In 2011, I saw Rick VandenHurk make 11 starts. In ten of those starts, he pitched at least six innings (he went five in the eleventh.) In the first six innings of games, VandenHurk had a 2.77 ERA. In those games, he pitched 2 1/3 innings in the seventh inning or later, and gave up 7 runs in those 2 1/3 innings.
VandenHurk has signed with the Blue Jays for 2012 and was added to their 40-man roster.
Who is he?
A 26-year-0ld lefhanded-hitting outfielder/first baseman who has neither speed, patience, or power. His career AA stats are.261/.310/.385 in 159 games. And 2011 was the first season he played in more than 100 games. He did hit well as a 24-year-old in half a High-A season, and hit okay (.283/.345/.394 )in 140 Norfolk plate appearances. Thirty years ago, if he could sustain his Norfolk performance, he might have had a shot at a career as a pinch-hitting specialist. In today’s game, not so much.
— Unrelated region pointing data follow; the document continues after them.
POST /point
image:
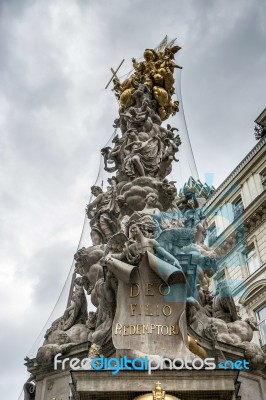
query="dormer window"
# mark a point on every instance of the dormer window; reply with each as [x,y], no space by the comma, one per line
[263,179]
[238,207]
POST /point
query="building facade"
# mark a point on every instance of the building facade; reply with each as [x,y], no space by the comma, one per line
[236,215]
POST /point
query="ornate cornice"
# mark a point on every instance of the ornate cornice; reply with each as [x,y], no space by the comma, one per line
[253,217]
[236,171]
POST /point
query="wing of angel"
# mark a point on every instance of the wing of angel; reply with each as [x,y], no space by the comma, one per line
[116,243]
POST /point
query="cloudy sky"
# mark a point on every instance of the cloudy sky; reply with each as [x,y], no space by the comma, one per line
[55,116]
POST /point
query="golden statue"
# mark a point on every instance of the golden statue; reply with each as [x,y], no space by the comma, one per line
[157,394]
[156,72]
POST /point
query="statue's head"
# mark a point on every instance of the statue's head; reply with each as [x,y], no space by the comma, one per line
[134,230]
[96,190]
[149,55]
[151,199]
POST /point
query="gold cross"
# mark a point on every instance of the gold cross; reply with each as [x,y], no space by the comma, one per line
[114,74]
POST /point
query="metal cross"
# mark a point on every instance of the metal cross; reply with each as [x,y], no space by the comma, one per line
[114,74]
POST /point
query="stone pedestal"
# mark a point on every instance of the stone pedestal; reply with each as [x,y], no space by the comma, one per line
[126,385]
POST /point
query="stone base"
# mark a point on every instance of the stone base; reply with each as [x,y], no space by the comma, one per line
[126,385]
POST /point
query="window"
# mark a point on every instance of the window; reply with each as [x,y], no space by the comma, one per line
[263,179]
[252,259]
[238,207]
[212,234]
[261,318]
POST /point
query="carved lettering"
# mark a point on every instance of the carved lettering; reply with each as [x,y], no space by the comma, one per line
[167,310]
[132,309]
[148,289]
[134,290]
[164,290]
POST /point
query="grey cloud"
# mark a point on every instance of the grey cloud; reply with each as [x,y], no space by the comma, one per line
[55,116]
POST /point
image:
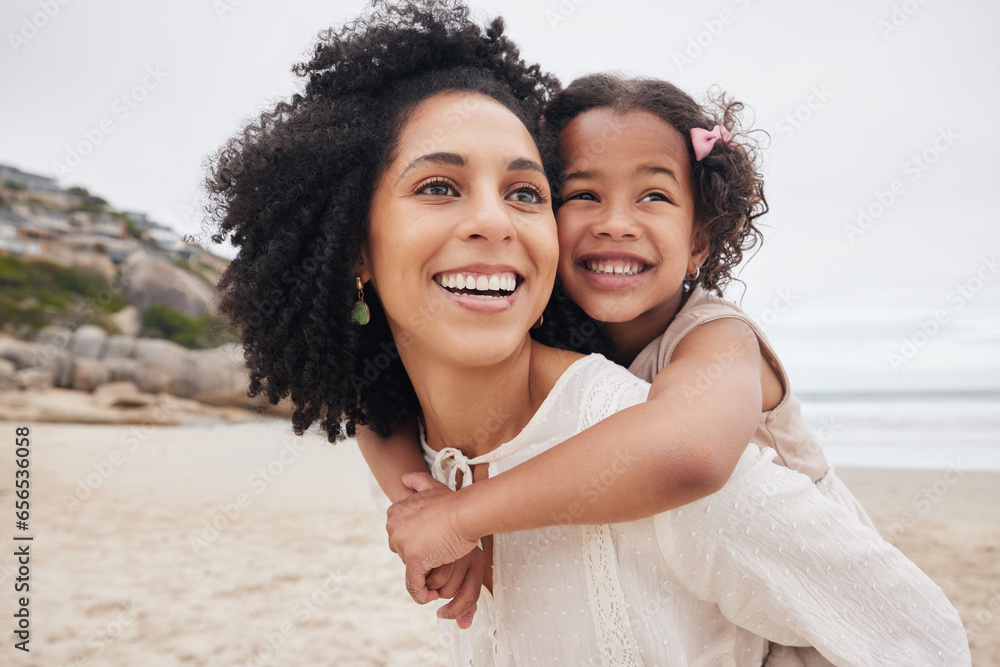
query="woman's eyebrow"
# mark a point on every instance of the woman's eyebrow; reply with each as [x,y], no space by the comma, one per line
[524,164]
[453,159]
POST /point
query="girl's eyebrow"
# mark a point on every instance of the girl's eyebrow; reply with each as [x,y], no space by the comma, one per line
[652,169]
[453,159]
[578,174]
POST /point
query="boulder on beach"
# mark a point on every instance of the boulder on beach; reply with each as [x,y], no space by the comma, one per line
[150,280]
[88,342]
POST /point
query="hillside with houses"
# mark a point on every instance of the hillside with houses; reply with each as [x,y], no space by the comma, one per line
[106,315]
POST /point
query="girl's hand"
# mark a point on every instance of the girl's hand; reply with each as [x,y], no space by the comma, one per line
[463,587]
[422,531]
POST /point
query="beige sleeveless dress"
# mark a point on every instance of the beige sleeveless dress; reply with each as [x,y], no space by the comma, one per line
[782,428]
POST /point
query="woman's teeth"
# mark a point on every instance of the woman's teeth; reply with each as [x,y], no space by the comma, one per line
[479,286]
[618,267]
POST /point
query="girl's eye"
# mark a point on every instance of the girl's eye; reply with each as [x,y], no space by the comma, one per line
[526,193]
[437,189]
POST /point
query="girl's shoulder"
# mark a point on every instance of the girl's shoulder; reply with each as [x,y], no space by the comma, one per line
[700,308]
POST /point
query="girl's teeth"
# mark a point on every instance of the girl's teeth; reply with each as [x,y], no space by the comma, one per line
[616,267]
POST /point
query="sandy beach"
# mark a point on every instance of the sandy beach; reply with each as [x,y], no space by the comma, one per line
[243,544]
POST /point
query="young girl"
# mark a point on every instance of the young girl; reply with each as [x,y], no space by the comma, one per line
[656,209]
[397,211]
[658,203]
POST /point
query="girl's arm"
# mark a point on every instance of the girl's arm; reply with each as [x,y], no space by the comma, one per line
[680,445]
[391,458]
[795,567]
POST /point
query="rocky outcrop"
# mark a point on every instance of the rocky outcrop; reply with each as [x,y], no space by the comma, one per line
[89,361]
[152,280]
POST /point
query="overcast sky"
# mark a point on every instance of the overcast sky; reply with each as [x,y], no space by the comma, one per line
[885,106]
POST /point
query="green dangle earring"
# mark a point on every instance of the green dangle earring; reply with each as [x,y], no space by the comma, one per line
[360,313]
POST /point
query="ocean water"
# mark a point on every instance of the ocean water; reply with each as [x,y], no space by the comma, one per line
[913,384]
[914,430]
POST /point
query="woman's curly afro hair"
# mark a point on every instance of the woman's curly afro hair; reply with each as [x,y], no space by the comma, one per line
[728,189]
[293,190]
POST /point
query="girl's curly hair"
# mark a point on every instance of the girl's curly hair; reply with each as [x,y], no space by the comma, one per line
[728,189]
[293,190]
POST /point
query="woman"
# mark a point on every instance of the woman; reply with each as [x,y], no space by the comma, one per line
[404,190]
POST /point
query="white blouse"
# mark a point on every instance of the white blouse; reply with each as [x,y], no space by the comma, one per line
[767,558]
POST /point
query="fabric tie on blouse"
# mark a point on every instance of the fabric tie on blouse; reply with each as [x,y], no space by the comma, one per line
[449,461]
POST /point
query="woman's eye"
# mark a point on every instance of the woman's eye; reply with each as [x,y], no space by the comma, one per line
[437,189]
[527,194]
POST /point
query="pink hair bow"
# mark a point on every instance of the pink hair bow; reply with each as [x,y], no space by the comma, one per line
[703,140]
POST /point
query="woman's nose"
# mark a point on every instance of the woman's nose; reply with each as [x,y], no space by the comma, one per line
[488,218]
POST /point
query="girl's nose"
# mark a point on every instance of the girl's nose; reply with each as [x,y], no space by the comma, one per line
[617,225]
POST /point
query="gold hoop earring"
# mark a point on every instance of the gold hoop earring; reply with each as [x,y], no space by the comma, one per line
[360,313]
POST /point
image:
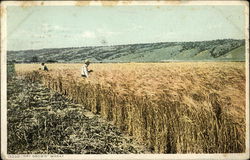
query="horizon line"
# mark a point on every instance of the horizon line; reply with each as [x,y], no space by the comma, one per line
[123,44]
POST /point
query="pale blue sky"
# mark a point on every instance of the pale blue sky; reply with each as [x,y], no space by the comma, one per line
[72,26]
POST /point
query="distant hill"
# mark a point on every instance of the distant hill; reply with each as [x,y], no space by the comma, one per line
[215,50]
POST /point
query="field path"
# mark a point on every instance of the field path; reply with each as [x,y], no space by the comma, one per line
[43,121]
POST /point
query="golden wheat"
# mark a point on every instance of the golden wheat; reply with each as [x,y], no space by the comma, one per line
[170,107]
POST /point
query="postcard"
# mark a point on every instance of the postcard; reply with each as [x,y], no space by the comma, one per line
[124,80]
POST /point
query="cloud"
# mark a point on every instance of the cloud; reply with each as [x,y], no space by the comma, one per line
[88,34]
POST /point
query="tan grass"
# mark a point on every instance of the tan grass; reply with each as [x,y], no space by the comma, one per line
[170,107]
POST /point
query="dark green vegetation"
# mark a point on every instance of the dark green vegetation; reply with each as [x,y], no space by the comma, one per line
[216,50]
[45,122]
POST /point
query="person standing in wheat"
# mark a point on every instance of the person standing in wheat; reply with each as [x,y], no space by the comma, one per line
[44,67]
[85,71]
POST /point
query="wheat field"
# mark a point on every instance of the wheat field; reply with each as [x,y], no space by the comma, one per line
[186,107]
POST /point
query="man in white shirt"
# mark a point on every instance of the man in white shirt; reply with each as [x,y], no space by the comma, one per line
[85,71]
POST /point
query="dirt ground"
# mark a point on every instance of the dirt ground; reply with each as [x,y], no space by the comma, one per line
[43,121]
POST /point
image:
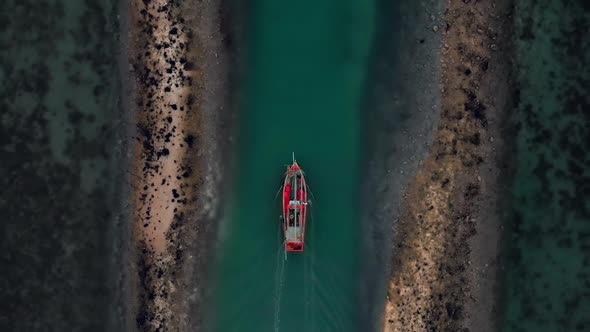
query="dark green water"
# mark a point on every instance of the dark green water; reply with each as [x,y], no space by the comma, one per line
[548,271]
[58,110]
[306,70]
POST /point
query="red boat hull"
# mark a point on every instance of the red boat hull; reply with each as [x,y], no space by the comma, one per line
[294,208]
Can he be an effective major league pitcher?
After I write that I think almost any pitcher who is successful at AAA can be a successful major-league pitcher, the first 2011 Norfolk Tide I write about happens to be one of the exceptions. I don’t think Worrell can be an effective major-league pitcher, at least for any length of time.
Worrell is a product of the Cardinals’ system, an A-Ball closer who became a middle reliever at the higher levels. He missed the 2009 season with injury, was traded to San Diego, and signed as a (minor league) free agent with the Orioles for 2011. He eventually became the Tides’s closer, and was fairly effective (21 saves, a 3.42 ERA in 52 innings.)
Worrell relies on deception to get batters out. He throws low three-quarters if not pure sidearm, and he strides very much toward first base; so he looks as if he’s dragging his arm past his body before letting the ball go. This motion makes it hard to pick up the ball. But it also hurts his control (22 walks in those 52 innings) and if he’s off, he’s REALLY off. His stuff isn’t great. I suspect that more advanced major-league hitters won’t be as fooled, and if they see him more, they REALLY won’t be fooled.
He was a closer in High-A, but moved to set-up in the higher levels. Yet he was still a prospect? What gives?
By and large, low-level minor league teams don’t use top prospects as their closers, preferring more experienced, college-trained pitchers without great stuff. There’s some good reasons for doing this; closers don’t pitch regularly or necessarily much, so there’s less opportunity for development; and, when closers fail they fail spectacularly, and there’s less risk in using mature non-prospects in that stressful role. If, however, a closer succeeds, he becomes a prospect, and there’s more incentive to develop him with regular work and less incentive to risk destroying his psyche with blown ninth-inning saves. Generally speaking, AAA closers are non-prospects, older pitchers who can handle the stress and don’t cost anything if they don’t.